Potem przybył ból i odrętwienie. Z trudem rozchyliła powieki w miarę jak
docierały do niej wspomnienia. Dała się zaskoczyć i teraz płaciła za to cenę. Łapiąc
się za głowę starała się ocenić sytuacje. Leżała na lodowatej, kamiennej
podłodze. Jej nadgarstki były zakute w ciężkie, żelazne kajdany i umocowane
gdzieś w ścianie za nią. Resztkami sił zmusiła się by usiąść. To była ta sama
cela, w której znajdowali się ostatnio, ale jak to było możliwe? Potworne
zamczysko zawaliło się od razu jak tylko z niego wybiegli. Widziała jak ruiny
spadają z klifu do oceanu. Niemożliwe, że znów była w tym samym miejscu.
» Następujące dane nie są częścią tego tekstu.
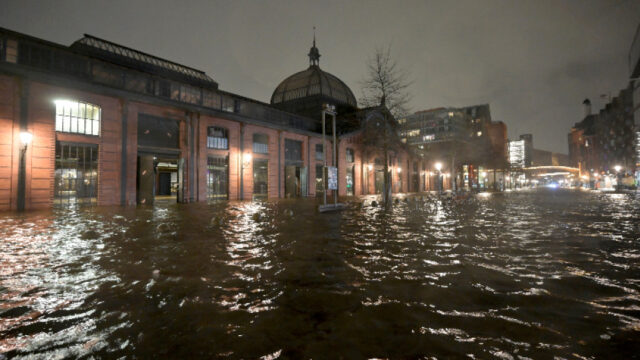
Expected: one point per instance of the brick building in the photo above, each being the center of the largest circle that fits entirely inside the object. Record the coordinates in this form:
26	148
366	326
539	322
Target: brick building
113	125
602	141
464	140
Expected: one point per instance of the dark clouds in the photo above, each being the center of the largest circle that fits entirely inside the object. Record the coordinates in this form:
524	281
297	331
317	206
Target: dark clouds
533	61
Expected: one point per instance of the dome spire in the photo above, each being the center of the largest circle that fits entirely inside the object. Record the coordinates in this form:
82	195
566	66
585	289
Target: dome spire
314	53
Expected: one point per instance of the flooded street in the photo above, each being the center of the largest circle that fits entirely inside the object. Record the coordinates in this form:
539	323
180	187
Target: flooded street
531	274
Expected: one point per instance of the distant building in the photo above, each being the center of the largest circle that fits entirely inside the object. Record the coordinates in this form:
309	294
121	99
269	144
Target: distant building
517	154
548	158
528	148
465	140
604	140
111	125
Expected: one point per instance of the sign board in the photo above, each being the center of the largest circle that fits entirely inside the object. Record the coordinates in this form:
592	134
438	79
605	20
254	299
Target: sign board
332	178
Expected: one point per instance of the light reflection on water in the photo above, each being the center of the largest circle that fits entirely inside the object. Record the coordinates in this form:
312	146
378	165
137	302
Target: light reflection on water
523	274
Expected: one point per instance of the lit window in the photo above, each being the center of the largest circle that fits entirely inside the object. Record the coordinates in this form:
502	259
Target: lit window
76	117
350	155
217	138
260	144
319	152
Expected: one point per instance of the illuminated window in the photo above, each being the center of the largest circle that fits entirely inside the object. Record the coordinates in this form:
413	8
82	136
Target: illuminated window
76	173
319	152
260	144
217	138
76	117
350	155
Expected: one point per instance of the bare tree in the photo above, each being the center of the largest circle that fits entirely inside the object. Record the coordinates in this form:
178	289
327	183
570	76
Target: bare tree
385	87
385	83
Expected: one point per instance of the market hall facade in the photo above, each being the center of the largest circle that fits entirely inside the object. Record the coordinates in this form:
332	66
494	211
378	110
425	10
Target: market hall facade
110	125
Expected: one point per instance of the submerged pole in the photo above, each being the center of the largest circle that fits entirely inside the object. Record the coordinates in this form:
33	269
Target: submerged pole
335	161
324	159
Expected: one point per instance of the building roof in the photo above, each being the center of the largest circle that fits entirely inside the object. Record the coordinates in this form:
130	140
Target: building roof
122	55
313	82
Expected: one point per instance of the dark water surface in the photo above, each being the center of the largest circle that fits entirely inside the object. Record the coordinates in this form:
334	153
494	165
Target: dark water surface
531	274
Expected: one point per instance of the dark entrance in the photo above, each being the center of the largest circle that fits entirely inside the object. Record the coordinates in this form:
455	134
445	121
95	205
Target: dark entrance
76	173
160	169
350	180
260	178
218	177
158	178
295	184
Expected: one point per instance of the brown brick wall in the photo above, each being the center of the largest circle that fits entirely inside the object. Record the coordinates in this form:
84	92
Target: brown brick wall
9	105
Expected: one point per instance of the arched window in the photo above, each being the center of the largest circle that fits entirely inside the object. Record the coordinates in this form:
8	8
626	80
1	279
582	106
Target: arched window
260	143
77	117
350	155
217	138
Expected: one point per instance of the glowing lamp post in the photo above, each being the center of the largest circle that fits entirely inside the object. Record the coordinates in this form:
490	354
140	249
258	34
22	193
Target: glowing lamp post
438	167
25	140
617	168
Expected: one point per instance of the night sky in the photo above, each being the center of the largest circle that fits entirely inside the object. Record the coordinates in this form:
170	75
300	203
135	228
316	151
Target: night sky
534	62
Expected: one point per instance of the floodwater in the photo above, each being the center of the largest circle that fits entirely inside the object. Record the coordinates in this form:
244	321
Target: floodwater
531	274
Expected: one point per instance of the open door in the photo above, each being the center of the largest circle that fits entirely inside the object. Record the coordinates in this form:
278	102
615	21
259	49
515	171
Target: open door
303	181
181	192
146	180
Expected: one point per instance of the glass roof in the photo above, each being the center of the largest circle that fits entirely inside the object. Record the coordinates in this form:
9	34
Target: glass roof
129	55
310	82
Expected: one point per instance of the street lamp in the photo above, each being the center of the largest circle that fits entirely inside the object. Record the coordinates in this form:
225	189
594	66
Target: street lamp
618	168
438	166
25	140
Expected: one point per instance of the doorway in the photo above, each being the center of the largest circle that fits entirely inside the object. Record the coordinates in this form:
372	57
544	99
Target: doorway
350	180
295	184
260	179
158	179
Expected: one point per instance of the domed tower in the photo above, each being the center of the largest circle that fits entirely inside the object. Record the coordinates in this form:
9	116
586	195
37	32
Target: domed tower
306	91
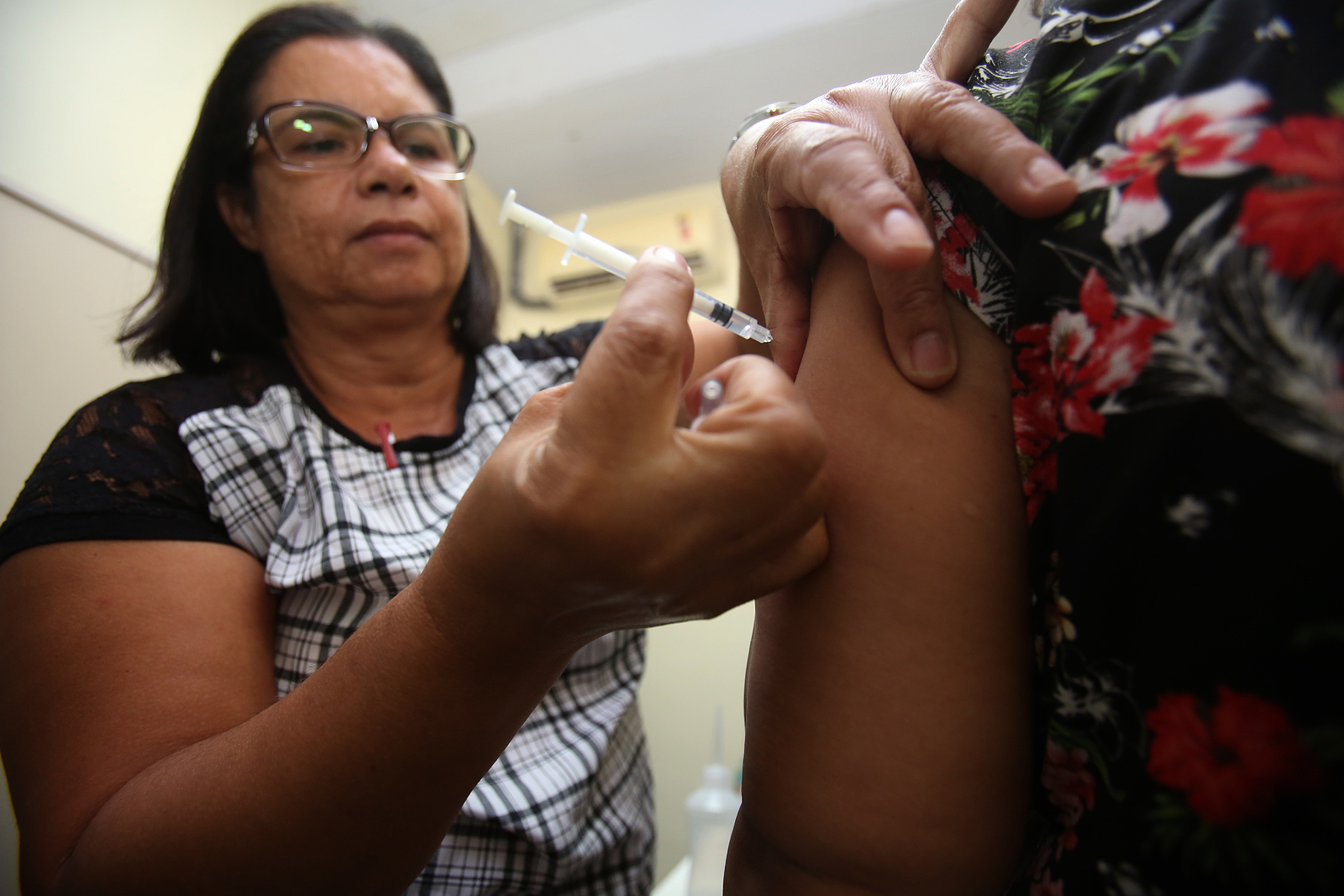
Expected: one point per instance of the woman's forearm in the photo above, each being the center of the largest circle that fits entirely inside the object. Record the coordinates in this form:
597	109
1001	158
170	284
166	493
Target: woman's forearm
344	786
886	694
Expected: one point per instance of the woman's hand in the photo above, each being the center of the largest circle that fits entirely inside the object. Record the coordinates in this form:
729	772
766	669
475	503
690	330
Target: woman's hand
597	513
847	157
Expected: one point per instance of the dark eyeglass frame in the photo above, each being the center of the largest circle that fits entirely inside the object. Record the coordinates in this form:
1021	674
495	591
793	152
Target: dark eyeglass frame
261	128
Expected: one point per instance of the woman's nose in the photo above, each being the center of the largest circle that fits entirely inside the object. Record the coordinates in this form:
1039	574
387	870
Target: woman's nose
385	168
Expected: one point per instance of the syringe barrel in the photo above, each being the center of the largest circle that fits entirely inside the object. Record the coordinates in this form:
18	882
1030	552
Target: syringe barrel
602	254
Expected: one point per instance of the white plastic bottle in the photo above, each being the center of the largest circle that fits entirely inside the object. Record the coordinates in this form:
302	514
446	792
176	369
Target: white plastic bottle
711	812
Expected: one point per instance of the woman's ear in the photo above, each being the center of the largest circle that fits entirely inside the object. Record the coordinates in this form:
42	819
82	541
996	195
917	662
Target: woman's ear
237	215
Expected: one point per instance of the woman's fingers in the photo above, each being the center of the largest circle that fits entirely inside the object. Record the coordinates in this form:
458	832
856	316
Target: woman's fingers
944	120
628	391
965	36
837	170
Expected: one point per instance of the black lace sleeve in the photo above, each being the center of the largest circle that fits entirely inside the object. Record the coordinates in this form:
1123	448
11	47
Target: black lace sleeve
118	470
569	343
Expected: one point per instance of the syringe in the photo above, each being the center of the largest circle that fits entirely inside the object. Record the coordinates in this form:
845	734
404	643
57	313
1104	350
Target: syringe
615	261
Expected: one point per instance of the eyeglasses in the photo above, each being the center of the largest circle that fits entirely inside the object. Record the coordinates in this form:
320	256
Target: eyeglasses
318	136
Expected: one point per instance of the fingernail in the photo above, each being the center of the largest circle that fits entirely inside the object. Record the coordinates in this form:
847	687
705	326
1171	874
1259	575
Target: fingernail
929	354
669	254
902	228
1045	170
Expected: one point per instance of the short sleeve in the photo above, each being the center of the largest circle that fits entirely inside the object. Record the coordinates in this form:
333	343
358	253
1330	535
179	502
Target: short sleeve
118	470
569	343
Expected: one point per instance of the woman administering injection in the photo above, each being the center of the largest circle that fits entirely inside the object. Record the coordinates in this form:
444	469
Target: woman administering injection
192	548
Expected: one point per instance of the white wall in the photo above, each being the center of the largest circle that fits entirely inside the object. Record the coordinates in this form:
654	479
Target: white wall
136	70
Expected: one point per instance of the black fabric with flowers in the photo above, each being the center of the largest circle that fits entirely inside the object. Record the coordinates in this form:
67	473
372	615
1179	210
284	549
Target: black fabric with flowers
1178	342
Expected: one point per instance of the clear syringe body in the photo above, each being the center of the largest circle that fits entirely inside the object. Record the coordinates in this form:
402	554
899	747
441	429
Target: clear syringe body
615	261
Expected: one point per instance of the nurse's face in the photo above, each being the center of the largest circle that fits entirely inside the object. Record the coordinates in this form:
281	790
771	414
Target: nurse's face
376	237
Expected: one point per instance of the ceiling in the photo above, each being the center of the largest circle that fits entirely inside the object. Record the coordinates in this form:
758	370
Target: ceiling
582	102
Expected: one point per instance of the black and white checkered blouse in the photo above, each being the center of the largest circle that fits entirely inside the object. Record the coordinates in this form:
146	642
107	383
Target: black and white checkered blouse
248	457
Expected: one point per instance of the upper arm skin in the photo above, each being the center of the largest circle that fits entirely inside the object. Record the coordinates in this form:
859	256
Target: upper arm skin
113	656
887	712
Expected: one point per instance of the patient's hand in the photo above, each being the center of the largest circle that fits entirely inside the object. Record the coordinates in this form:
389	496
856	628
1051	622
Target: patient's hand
847	157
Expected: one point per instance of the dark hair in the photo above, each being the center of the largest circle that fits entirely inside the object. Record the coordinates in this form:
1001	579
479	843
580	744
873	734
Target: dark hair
212	298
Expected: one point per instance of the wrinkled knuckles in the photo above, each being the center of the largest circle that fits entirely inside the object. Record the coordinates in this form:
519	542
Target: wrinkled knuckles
927	105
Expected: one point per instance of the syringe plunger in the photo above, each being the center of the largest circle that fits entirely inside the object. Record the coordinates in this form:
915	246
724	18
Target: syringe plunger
615	261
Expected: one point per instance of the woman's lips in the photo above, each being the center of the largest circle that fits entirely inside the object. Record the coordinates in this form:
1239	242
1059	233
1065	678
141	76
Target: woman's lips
393	231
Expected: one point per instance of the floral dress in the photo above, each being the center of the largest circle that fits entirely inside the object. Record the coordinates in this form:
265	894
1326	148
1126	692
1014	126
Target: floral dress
1178	340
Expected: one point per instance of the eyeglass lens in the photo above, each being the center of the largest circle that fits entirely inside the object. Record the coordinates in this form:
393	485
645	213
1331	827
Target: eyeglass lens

W celi było prawie całkowicie
ciemno. Niewielka smuga słonecznego światła wpadała przez zakratowaną wnękę
znajdującą się pod sufitem. Alison była pewna, że nie było jej tutaj kiedy
wtedy ich porwano.
Jak ostatnio stała na nogach było
już po zmroku, co oznaczało, że straciła przytomność na całą noc. Ktokolwiek ją
uderzył, wymierzył solidny cios. Jego skutki odczuwała nawet teraz, kiedy
choćby na milimetr przekręcała głowę.
Nadgarstki piekły ją od za mocno
zaciśniętego żelaza. Odruchowo szarpnęła łańcuchem sprawdzając jego
wytrzymałość. Niestety był dosyć solidnie przymocowany, a jego ciężar sam w
sobie stanowił przeszkodę. Alison wiedziała, że to było coś więcej. Nie miała w
sobie tyle sił ile powinna, jakby ją czymś odurzyli, czego w cale nie
wykluczała.
Gdzieś w górze usłyszała dźwięk
otwieranych drzwi, a następnie ciężkie kroki. Ktoś schodził do piwnicy. Starała
się wytężyć wzrok by cokolwiek dostrzec. Odgłosy stały się coraz bliższe, aż w
końcu ujrzała wampira, który przekręcając zamek otworzył drzwi od celi. Tuż za
nim stał kolejny, który coś za sobą ciągnął. Dopiero po chwili Alison
zorientowała się, że prowadzi ledwie przytomnego Raina, który podobnie jak
Alison był zakuty w łańcuchy. Popchnęli go w stronę przeciwnej ściany z taką
siłą, że bezradnie opadł na podłogę. Nie miał na sobie koszulki, a w momencie,
w którym ujrzała jego plecy wiedziała dlaczego. Blizny na jego ciele, które już
wcześniej wyglądały paskudnie teraz były jakby na nowo otwarte. Skórę wokół
nich miał mocno zaczerwienioną i pokrytą pęcherzami, z których ciekła zarówno
krew jak i ropa.
Wampir niezbyt delikatnie
przymocował jego łańcuch do kamiennego muru celi, po czym nawet nie patrząc na
Alison wyszedł na zewnątrz. Coś szepnął do towarzysza, po czym oboje zniknęli w
korytarzu.
- Co oni ci zrobili? – spytała
zszokowana, widząc jak Rain z trudem podnosi się by oprzeć plecy o ścianę.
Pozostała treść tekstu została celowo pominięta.